Republic of the Philippines
SUPREME COURT
Manila
EN BANC
G.R. No. L-2765 December 27, 1906
JOSE DOLIENDO, plaintiff-appellee,
vs.
DOMINGO BIARNESA, defendant-appellant.
Ledesma, Sumulong & Quintos for appellant.
Rothrock & Foss and Smith & Hargis for appellee.
CARSON, J.:
This is an action for the possession of a certain parcel of land situated in the Province of Iloilo and specifically described in the complaint. It appears from the evidence that the plaintiff bought the land in question from one Ventura Belarmino on the 30th of November, 1888, on which day he paid the purchase price and took possession; that the vendor, Ventura Belarmino, died on the 20th of July, 1889; that thereafter proceedings were instituted against the estate of the said Ventura Belarmino, deceased, on account of certain alleged shortages in his official accounts as cabeza de barangay, which resulted in a sale at public auction of certain real and personal property (which it was alleged, was bound for the payment of said shortages) by the commissioner appointed for the purpose of making such sales; that the parcel of land in question in this action was included in the property thus sold; that the defendant was the purchaser of this land at the public sale and that some time thereafter, and not later than the 31st of December, 1892, he took possession by virtue of his purchase at said public auction and continued in possession until the 18th day of February, 1903, when this action was instituted.
The plaintiff alleges that the description of the land actually sold at the public sale does not conform to the description of the land in question, but we think that the evidence introduced by the plaintiff himself leaves little doubt as to the point. At the time of the public sale, and immediately prior thereto, the plaintiff vigorously protested on the ground that the land which was about to be sold was his property and had been purchased by him from the said Ventura Belarmino, and in the light of this protest and in consideration of all the evidence of record we are satisfied that the land in question in the complaint must be taken to be included in the description of the land originally sold to the plaintiff at private sale and later sold to the defendant at public auction.
It is admitted that the defendant had been in possession more than ten years prior to the institution of this action and he must, therefore, be held to have acquired a title by prescription under the provisions of article 1957 of the Civil Code if it appear that this possession was con buena fe y justo titulo.

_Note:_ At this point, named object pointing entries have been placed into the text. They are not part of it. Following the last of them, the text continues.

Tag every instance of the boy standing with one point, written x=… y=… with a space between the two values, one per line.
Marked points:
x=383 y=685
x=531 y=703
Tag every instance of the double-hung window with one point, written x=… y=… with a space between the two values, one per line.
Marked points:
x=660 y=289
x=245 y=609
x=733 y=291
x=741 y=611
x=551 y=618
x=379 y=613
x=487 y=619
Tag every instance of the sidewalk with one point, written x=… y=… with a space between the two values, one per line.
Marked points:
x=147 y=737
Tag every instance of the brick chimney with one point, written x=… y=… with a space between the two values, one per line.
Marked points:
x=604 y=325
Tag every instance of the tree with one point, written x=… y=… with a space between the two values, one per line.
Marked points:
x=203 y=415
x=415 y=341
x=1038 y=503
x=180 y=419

The evidence conclusively establishes that the public auction did, in fact, take place; that the defendant was the highest bidder for the property sold and was declared to be the purchaser and that he took possession of the land in question under and by virtue of said sale.
This evidence, we think, was sufficient to establish the fact that the defendant was in possession con justo titulo — of the Civil Code — because, granting that the debtor was the owner of the property at the time of the sale, this sale of land at public auction by a commissioner appointed for the making of such sales and the payment of the purchase price and occupation of the land purchased were sufficient to transfer the ownership to the purchaser provided these proceedings where had in accordance with law; and since there was no evidence which tended to show that the defendant occupied the land in bad faith, or that he had any reason to believe that the commissioner selling it had no authority to sell, or that he could not lawfully purchase at the sale, he must be deemed to have purchased in buena fe (good faith) in accordance with the provisions of articles 436 and 1950 of the Civil Code.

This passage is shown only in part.